To address the shortage of affordable housing, Griesemer says the city is getting creative, and citizens are starting to pay attention. When Griesemer used to ask citizens what their major concerns were, access to affordable housing rarely came up. Now, “it is mentioned at every event we go to,” he says. What’s more, the need for affordable housing is not isolated to north Springfield. To incentivize developers to build more quality affordable housing, the city has a special loan program that operates out of the Planning and Development department. It also offers home loan assistance and partners with Habitat for Humanity, OACAC, Council of Churches and Catholic Charities of Southern Missouri to run the Homeowner Emergency Loan Program, which assists low- and moderate-income citizens who need emergency loans to fix serious issues in their house like a leaking roof.

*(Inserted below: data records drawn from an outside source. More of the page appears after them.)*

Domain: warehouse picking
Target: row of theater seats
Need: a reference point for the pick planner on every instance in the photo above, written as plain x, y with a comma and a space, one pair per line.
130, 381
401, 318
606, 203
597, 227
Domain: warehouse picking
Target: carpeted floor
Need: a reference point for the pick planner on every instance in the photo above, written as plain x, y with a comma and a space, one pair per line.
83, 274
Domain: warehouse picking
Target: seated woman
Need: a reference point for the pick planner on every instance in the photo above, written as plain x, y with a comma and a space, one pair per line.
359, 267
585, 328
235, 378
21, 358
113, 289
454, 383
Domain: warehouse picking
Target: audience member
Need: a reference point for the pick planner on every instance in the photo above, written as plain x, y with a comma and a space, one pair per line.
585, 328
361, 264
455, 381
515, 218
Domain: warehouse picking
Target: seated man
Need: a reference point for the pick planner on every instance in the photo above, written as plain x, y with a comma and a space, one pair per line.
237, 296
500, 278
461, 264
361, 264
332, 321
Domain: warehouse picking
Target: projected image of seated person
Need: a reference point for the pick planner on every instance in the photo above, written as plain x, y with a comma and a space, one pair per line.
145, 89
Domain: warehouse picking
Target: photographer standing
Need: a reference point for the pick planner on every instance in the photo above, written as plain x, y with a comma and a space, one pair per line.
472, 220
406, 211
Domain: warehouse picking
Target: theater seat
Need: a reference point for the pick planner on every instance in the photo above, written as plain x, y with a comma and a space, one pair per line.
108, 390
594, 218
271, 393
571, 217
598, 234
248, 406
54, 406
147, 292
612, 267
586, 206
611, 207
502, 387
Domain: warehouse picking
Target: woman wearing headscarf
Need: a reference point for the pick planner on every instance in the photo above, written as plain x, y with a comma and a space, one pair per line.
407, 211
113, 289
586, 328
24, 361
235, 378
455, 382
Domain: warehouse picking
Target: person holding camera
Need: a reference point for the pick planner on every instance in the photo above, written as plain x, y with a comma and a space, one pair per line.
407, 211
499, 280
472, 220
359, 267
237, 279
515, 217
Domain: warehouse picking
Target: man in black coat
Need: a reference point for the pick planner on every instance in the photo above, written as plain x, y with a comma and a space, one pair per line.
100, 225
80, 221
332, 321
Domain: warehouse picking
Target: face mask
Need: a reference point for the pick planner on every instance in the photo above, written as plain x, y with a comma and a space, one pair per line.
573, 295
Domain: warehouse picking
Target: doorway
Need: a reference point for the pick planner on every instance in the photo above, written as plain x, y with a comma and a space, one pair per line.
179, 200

The one thing the city still doesn’t have is the authority to inspect homes without the owner’s or occupant’s permission. That gap could clear the way for landlords like Gatley to continue renting units that are unsafe to live in.
What Lies Ahead
In fact, there are already rumors on the 417 Rentals Facebook page that Gatley is back under a different business name. According to Greene County Assessor records, 417 Rentals LLC still owned 124 parcels of land in 2019. So is Chris Gatley back? Is 417 Rentals still collecting rent? And will Springfield ever be able to prevent another landlord like Gatley from scooping up property? There are still many questions left to answer, but one thing is clear, as 417 Rentals homes continue to pop up on foreclosure sales and public auctions; The rental giant is still being dismantled.